Objective: Breast cancer (BC) is the most prevalent cancer and is a global public health challenge. Current approaches for diagnosis of lymph node metastases are time-consuming and increase the workload of pathologists. Deep learning (DL) algorithms with more speed and accuracy have a huge potential to assist pathologists in making the proper diagnosis. This study aimed to develop a deep Learning convolution Neural Networks (CNN) algorithms to identify metastatic areas located on sentinel lymph node scans with metastatic breast cancer with a precision and accuracy of over 80%.

Method: The dataset consisted of 200,000 whole-slide images of patient’s sentinel lymph nodes from an open-access database called Kaggle and was classified into two cohorts: Test and training. Appropriate models were created utilizing different algorithms for CNN and the performance of the finalized model was tested against 57,000 unlabeled images

Results: I successfully developed & validated a deep Learning algorithm to accurately and efficiently identify metastatic areas located on digital pathology scans of lymph nodes. The model performed exceptionally for all the performance metrics evaluated with an accuracy (91%), precision (89% and 94%), recall (83% and 96%), AUC % of 96.6%, and f1-score (88% and 93%).

Conclusion: Early detection and timely therapeutic intervention with this improved protocol can improve the 5-year survival rate of people living with MBC from 4% in 1990 to 40%. This model can be applied to any other cancers involving lymph node metastases like Pancreatic cancer, Colorectal cancer & prostate cancer.

Keywords: Machine learning, Pathologists, Diagnosis, Digital Pathology, Therapeutic Interventions, Early Detection, Histopathological images.

Introduction

Breast cancer (BC) is the most prevalent cancer among women and is a global public health challenge1. The rate of BC incidence shows no declining prospect and in 2021, an estimated 281,550 new cases of invasive BC were expected to be diagnosed in women in the U.S. including 2650 new invasive cases, with an estimated death toll of 43600 women2. Cancer metastases occurs when cancer cells spread through the lymphatic system. The sentinel lymph nodes (SLN) are the first lymph nodes to which the tumor spreads from the primary tumor.

Recognition of lymph node metastases (LNMets) is essential for pathological staging, prognosis, and adoption of appropriate treatment strategy in BC patients3. Previously, dissecting a clinically positive axillary lymph node (ALND) was the gold standard to determine staging and achieving localized control of the disease in patients with breast cancer. More recently clinicians have moved away from this approach due to the associated comorbidities of lymphedema, restricted arm and shoulder movement and extracapsular extension or spread of the tumor outside the lymph-node capsule. Current guidelines recommend the biopsy of SLNs to identify candidates using appropriate mapping techniques and proceed to ALND if specific criteria are met.

In the operating room, surgeons use a gamma probe to locate the SLN with the help of a lymphatic map.
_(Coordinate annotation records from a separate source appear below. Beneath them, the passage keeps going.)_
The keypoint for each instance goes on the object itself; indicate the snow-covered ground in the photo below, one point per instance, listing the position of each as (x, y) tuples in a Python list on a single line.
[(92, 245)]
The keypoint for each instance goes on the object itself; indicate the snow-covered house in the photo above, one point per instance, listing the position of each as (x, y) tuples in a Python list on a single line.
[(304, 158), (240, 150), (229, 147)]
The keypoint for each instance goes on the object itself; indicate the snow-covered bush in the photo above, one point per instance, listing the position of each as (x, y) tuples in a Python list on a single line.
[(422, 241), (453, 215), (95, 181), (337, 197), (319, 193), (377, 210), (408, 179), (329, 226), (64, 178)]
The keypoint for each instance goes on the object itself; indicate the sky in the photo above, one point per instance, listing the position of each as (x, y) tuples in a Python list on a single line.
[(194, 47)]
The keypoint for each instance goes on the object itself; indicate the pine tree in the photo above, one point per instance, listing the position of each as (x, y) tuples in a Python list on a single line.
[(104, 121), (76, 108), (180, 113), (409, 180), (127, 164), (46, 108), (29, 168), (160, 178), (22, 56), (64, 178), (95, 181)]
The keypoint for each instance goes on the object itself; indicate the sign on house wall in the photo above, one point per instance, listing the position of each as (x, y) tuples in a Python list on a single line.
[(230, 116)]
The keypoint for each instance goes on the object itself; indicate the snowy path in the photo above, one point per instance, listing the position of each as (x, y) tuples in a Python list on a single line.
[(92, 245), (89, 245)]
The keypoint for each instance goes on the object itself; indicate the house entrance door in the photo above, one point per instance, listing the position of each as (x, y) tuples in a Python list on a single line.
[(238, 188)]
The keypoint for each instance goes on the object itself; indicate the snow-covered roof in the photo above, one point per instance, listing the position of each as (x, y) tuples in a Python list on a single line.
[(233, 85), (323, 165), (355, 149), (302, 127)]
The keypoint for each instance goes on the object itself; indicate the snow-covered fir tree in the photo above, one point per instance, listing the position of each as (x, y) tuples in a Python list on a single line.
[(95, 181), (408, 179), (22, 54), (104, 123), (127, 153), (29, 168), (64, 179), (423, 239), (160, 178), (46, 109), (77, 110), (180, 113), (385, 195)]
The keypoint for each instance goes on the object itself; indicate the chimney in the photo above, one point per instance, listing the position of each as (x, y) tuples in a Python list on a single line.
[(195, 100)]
The SLN is removed and checked for radioactivity outside the body before being sent out to the pathologist for further examination. Pathologists then recut the lymph nodes and section them at many levels using immunohistochemistry and molecular staining to visualize metastases that were not able to be detected by a single & simple H&E section4. This approach allows pathologists to identify micro-metastases that were previously not visualized.

Metastases detected by histological examination can be classified into macro-metastases, if they have a diameter greater than or equal to 2 mm, micro-metastases if they are between 0.2 and 2 mm, and isolated tumor cells (ITCs) in case of a total diameter of less than 0.2 mm5. This approach of diagnosis allows pathologists to determine the aggressiveness of the cancer at a cellular level, but also increases the workload and complexity substantially during histopathologic cancer diagnosis. With cancer causing 10 million deaths in 2023 and rising patient awareness, regular screening is becoming more important, increasing pathologists’ workload. To manage this workload and prioritize malignant cases, computer-based screening of whole slides is becoming essential. Therefore, artificial intelligence-assisted diagnostic protocols have become a necessity as they focus equally on efficiency and accuracy6. Advances in digital imaging techniques for the assessment of pathology images using computer vision and machine learning methods could automate some of the tasks in the diagnostic pathology workflow. Such automation could be beneficial to obtain fast and precise quantification, reduce observer variability, and increase objectivity7.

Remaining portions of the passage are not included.